The article suggests that fashion is too “cool” for these Islamists, as they have taken the conservative approach in endorsing hijab and banning trousers for women. To some degree, the article portrays angry Islamists getting back at fashion designers and perhaps even women. Nonetheless, the issue may be a bit more complex than Yahoo! News analysis. The issue with fashion may be not its colors and uncovered arms, but what it represents. In an interview, designer Sidahmed Seidnaly, aka Alphadi and also known as the Magician of the Desert, expresses his discomfort with the situation in Mali and the push for Shari’ah law in the northern region. Similarly, designer Mariah Bocoum made her five-piece collection to represent the struggle of Malian people and as a way to resist the restrictions now imposed in Mali’s north.

Designs by Mariah Bocoum. Via Tumblr.

Fashion in this setting has become a symbol of resistance, and it is a powerful one because fashion these days is quite mobile. It travels from east to west and from north to south and it is easily picked up by the media, as previous MMW posts have shown. In addition, this fashion is mainly guided towards a female market, and as scholars like Nira Yuval-Davis and Jasbir Puarhave theorized, in nationalist struggles women’s bodies are the first ones to be controlled, secluded and excluded. In situations of conflict, women become a source of either pride or defamation as they also become symbols of the nation.

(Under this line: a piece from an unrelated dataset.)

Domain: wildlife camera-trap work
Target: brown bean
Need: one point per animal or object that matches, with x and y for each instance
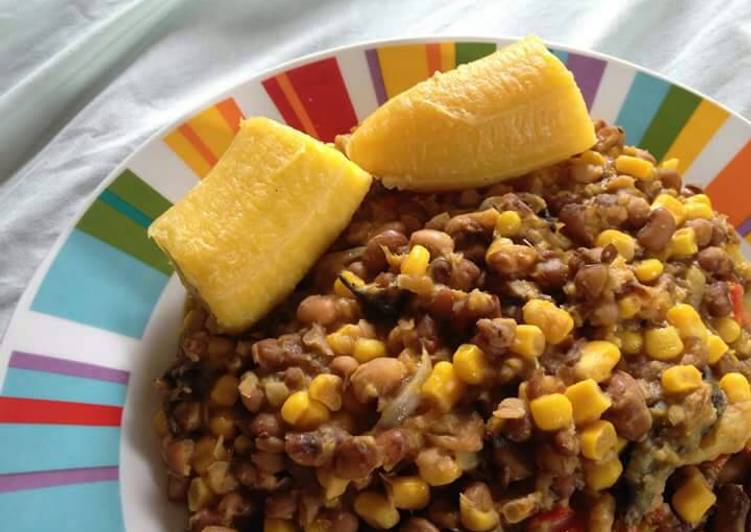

Thus, the current situation in Mali is perhaps following the path that many nationalist struggles follow in terms of gender (more in Gender and Nation): women become symbols, and the resistance that fashion brings along may be threatening for an Islamist movement that just gained power. Although perhaps ironic, because fashion in the Western world and in other places like Latin America may just do the opposite, Mali’s designers seem to bring a new proposal for countering the situation.
Unlike the Russian and the Chechen cases, where fashion is being adopted by religious institutions and governments (who then engage in the fashion world in order to put forward an image of the “appropriate” ways for Muslim women to dress), the situation in Mali is following a different route. Fashion as resistance is something what we do not get to see very often, but perhaps it will be a successful way to engage the international community with the situation in Mali, especially the Western world, which can be oblivious to other types of resistance, but seems to respond well to the runways.